As many of you may be aware, United Synergies is the lead agency for the new headspace Maroochydore facility that opened in February. USC is a consortium member and will seek to continue to engage with these types of initiatives into the future.
We see headspace having a strong relationship with the Queensland Mind and Neuroscience Institute, focused on mental health.
We have established a Foundation Board for the new Institute, chaired by Air Chief Marshal Angus Houston AC, AFC (Ret’d).
Max, and a number of other senior Australians (such as Professor Pat McGorry AO, Director of Clinical Services, Orygen Youth Health) have accepted our invitation to serve on the Institute’s Foundation.

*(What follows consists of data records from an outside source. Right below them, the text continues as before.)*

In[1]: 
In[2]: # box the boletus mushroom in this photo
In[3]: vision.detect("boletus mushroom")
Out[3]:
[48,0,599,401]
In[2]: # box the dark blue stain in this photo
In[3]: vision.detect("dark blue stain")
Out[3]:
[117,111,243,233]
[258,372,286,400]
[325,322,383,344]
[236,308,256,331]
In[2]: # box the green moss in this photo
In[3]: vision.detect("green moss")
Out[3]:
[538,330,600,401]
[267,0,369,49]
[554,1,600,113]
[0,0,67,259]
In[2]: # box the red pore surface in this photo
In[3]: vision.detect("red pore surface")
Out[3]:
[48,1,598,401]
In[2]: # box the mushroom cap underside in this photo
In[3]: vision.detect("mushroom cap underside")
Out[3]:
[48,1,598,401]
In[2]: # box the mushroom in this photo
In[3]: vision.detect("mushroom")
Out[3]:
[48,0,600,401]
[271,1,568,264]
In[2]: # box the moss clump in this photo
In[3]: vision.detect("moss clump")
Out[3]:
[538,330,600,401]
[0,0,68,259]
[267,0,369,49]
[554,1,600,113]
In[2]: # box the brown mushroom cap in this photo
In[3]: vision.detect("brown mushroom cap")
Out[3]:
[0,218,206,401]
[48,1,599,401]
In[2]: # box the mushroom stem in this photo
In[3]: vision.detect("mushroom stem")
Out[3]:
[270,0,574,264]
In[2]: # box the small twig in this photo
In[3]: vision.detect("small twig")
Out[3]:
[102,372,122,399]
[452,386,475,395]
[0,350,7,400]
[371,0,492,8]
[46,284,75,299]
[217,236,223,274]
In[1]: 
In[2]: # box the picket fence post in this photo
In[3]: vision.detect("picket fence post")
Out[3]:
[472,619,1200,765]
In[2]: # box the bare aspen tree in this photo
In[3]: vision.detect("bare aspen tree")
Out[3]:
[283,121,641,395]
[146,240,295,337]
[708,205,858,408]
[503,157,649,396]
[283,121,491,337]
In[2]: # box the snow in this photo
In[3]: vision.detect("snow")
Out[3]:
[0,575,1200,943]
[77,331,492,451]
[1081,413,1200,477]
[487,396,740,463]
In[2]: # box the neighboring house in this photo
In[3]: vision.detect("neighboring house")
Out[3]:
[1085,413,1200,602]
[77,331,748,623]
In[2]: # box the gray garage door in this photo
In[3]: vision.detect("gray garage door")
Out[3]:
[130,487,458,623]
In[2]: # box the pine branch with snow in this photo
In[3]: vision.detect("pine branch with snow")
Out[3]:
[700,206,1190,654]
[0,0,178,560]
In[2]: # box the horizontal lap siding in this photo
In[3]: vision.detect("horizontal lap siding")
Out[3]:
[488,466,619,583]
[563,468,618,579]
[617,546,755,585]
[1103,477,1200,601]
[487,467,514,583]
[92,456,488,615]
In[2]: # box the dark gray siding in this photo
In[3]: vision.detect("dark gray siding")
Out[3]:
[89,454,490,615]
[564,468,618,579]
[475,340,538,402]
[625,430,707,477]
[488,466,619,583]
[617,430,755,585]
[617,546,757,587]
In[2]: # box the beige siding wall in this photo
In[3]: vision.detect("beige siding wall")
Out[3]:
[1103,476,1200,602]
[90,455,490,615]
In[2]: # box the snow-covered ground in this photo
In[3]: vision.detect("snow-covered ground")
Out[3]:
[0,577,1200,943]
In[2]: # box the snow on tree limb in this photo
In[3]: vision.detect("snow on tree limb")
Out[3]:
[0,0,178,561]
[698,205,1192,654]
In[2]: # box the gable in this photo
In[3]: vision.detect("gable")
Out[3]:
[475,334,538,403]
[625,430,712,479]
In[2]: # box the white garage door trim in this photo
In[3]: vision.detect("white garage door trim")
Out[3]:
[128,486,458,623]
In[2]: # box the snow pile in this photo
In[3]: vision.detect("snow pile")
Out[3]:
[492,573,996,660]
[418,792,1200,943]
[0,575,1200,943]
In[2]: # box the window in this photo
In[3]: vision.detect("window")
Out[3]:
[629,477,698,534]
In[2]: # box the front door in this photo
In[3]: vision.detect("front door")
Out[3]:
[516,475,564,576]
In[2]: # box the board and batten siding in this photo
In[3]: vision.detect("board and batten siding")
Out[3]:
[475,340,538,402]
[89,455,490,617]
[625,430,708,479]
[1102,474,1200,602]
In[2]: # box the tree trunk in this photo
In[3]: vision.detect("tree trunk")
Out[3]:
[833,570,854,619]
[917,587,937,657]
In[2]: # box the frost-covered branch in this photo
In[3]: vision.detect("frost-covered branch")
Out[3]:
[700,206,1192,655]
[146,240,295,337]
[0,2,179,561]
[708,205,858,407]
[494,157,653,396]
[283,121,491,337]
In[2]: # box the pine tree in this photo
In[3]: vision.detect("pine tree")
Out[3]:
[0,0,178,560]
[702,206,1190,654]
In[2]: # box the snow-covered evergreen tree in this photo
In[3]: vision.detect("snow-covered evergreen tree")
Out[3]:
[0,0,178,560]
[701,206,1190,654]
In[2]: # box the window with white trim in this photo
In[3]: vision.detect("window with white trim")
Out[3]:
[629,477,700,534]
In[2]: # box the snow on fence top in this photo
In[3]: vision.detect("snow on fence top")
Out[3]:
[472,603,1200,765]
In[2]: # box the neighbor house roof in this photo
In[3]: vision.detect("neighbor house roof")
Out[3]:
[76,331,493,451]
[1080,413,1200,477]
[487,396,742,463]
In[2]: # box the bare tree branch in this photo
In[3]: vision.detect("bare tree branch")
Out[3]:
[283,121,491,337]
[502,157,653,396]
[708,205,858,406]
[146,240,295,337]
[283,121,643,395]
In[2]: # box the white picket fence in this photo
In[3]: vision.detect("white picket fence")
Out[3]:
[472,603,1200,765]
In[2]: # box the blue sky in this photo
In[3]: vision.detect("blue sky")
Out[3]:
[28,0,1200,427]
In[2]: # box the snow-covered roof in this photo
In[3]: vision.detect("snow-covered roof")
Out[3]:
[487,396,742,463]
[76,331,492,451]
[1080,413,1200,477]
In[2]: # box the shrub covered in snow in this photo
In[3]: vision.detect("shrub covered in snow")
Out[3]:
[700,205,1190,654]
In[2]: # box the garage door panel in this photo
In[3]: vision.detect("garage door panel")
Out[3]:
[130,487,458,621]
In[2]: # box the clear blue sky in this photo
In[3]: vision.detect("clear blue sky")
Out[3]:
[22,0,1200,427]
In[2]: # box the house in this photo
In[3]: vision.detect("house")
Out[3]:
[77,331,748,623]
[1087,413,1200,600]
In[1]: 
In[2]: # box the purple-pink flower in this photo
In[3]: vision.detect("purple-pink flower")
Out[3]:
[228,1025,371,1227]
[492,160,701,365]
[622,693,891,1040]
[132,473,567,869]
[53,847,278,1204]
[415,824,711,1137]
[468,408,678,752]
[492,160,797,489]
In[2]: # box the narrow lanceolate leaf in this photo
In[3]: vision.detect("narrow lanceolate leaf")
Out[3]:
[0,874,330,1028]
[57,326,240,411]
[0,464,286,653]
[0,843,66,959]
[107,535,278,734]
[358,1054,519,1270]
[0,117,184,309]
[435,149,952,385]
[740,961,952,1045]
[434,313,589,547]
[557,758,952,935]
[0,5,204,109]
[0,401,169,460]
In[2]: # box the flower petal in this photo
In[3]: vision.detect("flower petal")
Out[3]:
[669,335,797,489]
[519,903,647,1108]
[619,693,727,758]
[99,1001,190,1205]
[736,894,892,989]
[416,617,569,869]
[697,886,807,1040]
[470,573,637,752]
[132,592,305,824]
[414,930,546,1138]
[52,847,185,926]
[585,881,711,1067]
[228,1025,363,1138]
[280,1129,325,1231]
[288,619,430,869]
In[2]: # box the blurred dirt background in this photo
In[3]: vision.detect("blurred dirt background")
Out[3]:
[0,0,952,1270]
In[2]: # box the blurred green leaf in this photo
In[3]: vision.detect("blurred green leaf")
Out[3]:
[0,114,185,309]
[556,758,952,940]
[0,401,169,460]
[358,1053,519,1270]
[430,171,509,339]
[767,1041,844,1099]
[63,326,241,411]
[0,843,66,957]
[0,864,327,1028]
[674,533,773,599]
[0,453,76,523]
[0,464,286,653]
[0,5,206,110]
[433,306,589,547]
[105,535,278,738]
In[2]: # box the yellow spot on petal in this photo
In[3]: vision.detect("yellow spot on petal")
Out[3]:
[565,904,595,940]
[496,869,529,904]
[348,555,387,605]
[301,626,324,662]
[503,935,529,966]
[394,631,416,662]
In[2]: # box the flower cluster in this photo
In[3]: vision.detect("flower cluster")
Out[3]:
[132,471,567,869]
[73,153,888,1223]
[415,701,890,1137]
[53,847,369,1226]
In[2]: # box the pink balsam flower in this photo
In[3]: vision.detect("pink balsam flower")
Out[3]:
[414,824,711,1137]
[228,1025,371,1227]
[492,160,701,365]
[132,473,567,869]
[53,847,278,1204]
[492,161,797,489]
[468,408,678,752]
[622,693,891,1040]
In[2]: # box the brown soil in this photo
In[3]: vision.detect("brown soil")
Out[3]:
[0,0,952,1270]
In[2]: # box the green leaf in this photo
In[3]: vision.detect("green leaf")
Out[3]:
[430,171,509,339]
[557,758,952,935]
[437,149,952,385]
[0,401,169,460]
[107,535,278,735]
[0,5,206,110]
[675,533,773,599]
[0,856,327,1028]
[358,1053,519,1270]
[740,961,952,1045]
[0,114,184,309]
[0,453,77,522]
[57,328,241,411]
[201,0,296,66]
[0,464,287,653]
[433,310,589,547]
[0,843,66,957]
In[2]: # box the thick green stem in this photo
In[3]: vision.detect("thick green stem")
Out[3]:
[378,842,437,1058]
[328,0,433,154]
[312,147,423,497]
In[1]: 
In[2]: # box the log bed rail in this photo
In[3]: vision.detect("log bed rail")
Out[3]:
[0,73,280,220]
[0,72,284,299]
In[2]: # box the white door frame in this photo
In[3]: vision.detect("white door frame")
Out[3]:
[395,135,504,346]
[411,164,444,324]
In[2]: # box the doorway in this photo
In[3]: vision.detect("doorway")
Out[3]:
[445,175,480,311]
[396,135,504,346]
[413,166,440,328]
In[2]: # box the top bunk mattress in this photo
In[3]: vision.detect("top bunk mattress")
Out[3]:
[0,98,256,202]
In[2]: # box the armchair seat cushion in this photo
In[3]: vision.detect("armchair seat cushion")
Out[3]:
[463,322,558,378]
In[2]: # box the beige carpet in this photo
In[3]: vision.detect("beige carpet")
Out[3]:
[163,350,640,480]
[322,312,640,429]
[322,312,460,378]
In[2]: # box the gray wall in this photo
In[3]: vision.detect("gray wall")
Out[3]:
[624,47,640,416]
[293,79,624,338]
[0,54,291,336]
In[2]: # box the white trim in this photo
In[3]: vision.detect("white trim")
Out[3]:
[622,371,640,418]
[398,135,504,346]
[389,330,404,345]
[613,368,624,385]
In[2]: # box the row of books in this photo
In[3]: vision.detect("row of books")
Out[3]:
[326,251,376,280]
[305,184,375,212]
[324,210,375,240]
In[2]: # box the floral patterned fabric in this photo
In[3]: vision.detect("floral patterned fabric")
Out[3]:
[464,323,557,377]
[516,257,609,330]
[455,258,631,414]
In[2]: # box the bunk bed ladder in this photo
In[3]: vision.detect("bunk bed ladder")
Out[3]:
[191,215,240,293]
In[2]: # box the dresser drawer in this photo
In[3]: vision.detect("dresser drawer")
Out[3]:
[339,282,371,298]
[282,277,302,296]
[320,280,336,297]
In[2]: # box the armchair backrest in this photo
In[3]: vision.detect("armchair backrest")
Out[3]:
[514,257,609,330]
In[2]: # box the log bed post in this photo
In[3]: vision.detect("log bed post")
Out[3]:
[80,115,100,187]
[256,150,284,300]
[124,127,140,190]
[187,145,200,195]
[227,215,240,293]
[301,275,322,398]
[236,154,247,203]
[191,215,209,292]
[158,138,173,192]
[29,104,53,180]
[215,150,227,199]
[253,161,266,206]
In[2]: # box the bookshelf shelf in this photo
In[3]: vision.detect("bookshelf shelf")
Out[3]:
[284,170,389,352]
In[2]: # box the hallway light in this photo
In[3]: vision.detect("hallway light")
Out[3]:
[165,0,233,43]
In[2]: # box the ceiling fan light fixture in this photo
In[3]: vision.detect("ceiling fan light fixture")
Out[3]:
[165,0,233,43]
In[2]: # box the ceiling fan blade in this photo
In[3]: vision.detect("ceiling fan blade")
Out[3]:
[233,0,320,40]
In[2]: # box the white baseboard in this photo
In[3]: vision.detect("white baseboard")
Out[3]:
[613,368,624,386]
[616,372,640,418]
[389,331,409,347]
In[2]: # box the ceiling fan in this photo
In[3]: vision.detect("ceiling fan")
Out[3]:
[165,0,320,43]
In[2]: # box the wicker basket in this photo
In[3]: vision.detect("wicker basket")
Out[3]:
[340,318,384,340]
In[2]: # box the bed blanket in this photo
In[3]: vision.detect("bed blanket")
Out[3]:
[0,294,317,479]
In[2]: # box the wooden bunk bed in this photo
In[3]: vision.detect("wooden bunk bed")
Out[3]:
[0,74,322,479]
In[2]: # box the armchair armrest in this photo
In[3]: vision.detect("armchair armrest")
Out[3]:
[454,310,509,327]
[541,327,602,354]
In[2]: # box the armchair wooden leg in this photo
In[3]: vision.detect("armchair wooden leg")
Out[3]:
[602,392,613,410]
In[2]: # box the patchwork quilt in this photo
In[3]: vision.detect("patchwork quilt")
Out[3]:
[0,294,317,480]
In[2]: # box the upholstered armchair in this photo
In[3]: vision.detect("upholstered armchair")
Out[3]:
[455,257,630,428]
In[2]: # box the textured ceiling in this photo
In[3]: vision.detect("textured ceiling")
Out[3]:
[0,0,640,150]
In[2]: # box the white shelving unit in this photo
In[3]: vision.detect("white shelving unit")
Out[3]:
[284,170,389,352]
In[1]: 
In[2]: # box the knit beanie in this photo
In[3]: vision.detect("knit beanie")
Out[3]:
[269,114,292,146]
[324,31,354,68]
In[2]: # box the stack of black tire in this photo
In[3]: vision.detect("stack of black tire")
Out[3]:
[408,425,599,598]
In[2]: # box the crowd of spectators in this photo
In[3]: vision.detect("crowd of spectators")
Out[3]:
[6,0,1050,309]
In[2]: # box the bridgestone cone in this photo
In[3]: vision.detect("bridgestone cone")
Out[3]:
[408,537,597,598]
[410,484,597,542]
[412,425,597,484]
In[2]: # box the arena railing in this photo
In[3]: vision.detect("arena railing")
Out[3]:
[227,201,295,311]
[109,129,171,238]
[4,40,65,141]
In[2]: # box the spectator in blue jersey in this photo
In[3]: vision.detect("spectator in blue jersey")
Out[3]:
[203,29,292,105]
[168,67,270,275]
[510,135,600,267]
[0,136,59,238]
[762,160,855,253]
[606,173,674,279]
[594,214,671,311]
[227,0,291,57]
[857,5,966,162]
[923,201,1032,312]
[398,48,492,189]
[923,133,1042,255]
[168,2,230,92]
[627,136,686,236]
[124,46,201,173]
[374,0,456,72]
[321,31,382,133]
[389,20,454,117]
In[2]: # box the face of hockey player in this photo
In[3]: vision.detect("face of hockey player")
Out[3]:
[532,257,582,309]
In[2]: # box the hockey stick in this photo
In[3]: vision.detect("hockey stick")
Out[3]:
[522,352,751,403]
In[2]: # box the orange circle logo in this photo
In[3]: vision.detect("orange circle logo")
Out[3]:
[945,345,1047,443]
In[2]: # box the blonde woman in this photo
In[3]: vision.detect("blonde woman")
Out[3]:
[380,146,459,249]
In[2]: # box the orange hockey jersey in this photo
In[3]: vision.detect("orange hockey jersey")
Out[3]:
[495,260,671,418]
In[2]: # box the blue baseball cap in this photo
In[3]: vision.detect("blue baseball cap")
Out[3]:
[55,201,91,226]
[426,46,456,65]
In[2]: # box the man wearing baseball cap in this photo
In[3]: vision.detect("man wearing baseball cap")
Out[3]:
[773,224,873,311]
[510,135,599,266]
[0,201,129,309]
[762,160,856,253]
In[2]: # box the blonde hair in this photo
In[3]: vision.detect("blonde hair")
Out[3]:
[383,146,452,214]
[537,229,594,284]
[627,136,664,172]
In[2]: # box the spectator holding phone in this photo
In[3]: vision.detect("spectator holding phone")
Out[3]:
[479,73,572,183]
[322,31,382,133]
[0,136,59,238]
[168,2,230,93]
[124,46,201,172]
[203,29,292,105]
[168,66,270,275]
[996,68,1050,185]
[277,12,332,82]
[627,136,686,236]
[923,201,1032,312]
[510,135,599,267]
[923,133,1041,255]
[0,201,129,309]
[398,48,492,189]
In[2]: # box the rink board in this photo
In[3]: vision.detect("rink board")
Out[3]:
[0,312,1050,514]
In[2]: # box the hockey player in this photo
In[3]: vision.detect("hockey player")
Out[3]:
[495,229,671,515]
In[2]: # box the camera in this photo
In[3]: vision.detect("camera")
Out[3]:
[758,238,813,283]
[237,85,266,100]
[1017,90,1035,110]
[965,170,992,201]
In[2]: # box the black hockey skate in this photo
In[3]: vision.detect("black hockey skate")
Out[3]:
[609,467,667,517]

Angus, Max and the Board will be instrumental in guiding the development and strategic positioning of this new facility.
We are confident USC offers an ideal site to attract world-class researchers and leaders in the mental health field and to ensure a balance between research, teaching and clinical outreach.
And for the past two years we have been pursuing the establishment of a new brain and mind clinical and research facility.
In doing so we have received very active support from Max, who is undoubtedly one of Australia’s most prominent leaders in the mental health field.
So it is my great pleasure to introduce Professor Maxwell Bennett for the delivery of his keynote address – ‘Childhood Abuse: Stress, Depression and Suicide Later in Life’.